Potable water supply coverage in rural communities in the Central Region is expected to rise significantly to about 70 percent by close of 2020.
This will be achieved through rigorous reforms in the management of community water systems and the completion of the Additional Financing Sustainable Rural Water and Sanitation Project (AF-SRWSP).
Currently, rural water coverage in the Region stands at 63.80 percent.
These came to light when members of the CWSA Board led by its Chairman, Mr Paa Kwesi Yankey Eduafo and the Chief Executive Officer (CEO), Mr Worlanyo Kwadjo Siabi paid a working visit to some water supply systems in the Region.

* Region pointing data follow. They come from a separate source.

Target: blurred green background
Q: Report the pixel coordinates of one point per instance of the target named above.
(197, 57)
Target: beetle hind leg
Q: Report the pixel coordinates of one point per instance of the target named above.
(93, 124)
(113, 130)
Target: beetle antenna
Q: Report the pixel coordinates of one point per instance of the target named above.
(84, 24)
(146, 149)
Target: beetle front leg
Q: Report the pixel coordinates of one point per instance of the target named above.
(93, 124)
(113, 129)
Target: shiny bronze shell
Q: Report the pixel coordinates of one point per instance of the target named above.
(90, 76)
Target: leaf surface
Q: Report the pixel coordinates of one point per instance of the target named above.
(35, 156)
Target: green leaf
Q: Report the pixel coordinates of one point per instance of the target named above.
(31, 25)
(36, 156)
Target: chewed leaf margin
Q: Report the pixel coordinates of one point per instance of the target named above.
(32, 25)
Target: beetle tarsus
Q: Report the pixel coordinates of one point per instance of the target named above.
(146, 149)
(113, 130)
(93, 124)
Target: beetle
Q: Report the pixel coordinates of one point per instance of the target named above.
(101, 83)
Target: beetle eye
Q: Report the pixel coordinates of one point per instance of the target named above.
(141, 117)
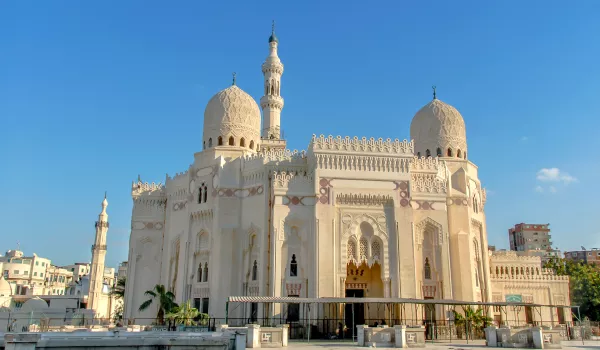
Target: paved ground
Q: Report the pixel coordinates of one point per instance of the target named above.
(473, 345)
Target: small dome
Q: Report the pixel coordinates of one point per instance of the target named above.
(233, 116)
(5, 288)
(34, 304)
(439, 129)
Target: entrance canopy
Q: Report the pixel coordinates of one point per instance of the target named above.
(293, 300)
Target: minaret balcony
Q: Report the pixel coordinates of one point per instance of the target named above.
(98, 247)
(271, 101)
(101, 224)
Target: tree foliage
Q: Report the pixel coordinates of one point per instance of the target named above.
(166, 301)
(584, 284)
(184, 314)
(473, 319)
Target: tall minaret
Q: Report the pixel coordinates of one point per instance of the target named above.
(98, 257)
(272, 102)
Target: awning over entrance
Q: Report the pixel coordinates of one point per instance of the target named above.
(292, 300)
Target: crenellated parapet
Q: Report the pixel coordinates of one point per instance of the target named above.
(363, 145)
(426, 164)
(144, 188)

The two-day tour also afforded them the opportunity to inspect the progress of work on the AF-SRWSP and interacted with staff of CWSA to know their challenges
The AF-SRWSP, which forms part of the Government’s effort to increase access to potable water and environmental sanitation in rural communities and small towns, would add additional nine community water systems to the existing 17 in the Region.
It is being implemented by the Community Water and Sanitation Agency (CWSA), and has been projected to benefit over 187,000 people from 144 communities in eight Districts of the Region.

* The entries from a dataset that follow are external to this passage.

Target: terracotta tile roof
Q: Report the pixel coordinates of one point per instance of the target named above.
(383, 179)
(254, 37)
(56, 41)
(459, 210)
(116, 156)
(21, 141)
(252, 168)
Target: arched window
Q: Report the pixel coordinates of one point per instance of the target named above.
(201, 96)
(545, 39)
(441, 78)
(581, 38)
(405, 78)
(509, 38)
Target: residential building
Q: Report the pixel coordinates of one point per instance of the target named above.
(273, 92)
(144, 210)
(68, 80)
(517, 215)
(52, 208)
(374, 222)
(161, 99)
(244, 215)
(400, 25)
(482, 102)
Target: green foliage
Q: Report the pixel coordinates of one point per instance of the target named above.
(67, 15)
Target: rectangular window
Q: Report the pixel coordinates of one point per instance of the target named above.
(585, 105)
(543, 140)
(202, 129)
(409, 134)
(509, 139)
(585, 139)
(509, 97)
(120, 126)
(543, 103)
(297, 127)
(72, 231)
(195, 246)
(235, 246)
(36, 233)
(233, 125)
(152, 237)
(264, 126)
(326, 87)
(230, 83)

The over GH¢70million project, which was funded by the World Bank has been completed and is scheduled for commissioning in two weeks.
Under the reforms, which started in 2017, the Assin Foso Water System had been successfully automated and a modern water system office with a mini laboratory to check water quality on daily basis is being constructed in the Town, while the Twifo Hemang Water System had been renovated.
Additionally, the CWSA is seeking to replace old water treatment plants across the Region with an ultra-modern automated iron remover treatment plant, which has a bigger capacity and longer life span to improve upon the quality of water supplied to beneficiary communities.
Briefing the media after the tour, Engineer Kwesi Brown, Regional Director of the CWSA, said more households would be connected onto the CWSA’s water supply system.
Giving a summary of the project in the Region, he said, 570 kilometers of pipes had been laid and a seven booster stations with two of them being hybrid, nine water management offices, eleven tanks and 403 stand pipes have been installed.
To ensure that water was available to rural communities within the catchment areas to increase water access, he said smart taps had been installed where people could access water through tokens.
This, he explained was in pursuance of the Sustainable Development Goal (SDG) Six (6), which enjoined the country to ensure that every household had potable water supply.
Ing. Brown said despite the success, the Agency faced challenges with water quality issues due to galamsey activities, logistics and general staff welfare.
Mr. Siabi explained that the reforms became necessary because there was a huge knowledge gap at the Districts and community level.
It was primarily to improve the operational efficiency of water systems and to mobilise enough revenue for maintenance, expansion and construction of new facilities to increase water access.
He said since the Agency embarked on the reforms in 2017, there had been tremendous improvement and progress in the areas of direct management of water systems, rehabilitation of broken down water systems and job creation among others.
The Board Chairman, Mr Eduafo expressed satisfaction about the progress of work on the AF-SRWSP as well as the performance of the CWSA staff and called for support from the stakeholders to ensure that every rural household had access to potable water.
He stressed the need for CWSA to have qualified staff to be able to work towards increasing the quantum of quality water, indicating that water provision, operation and maintenance required technical minds.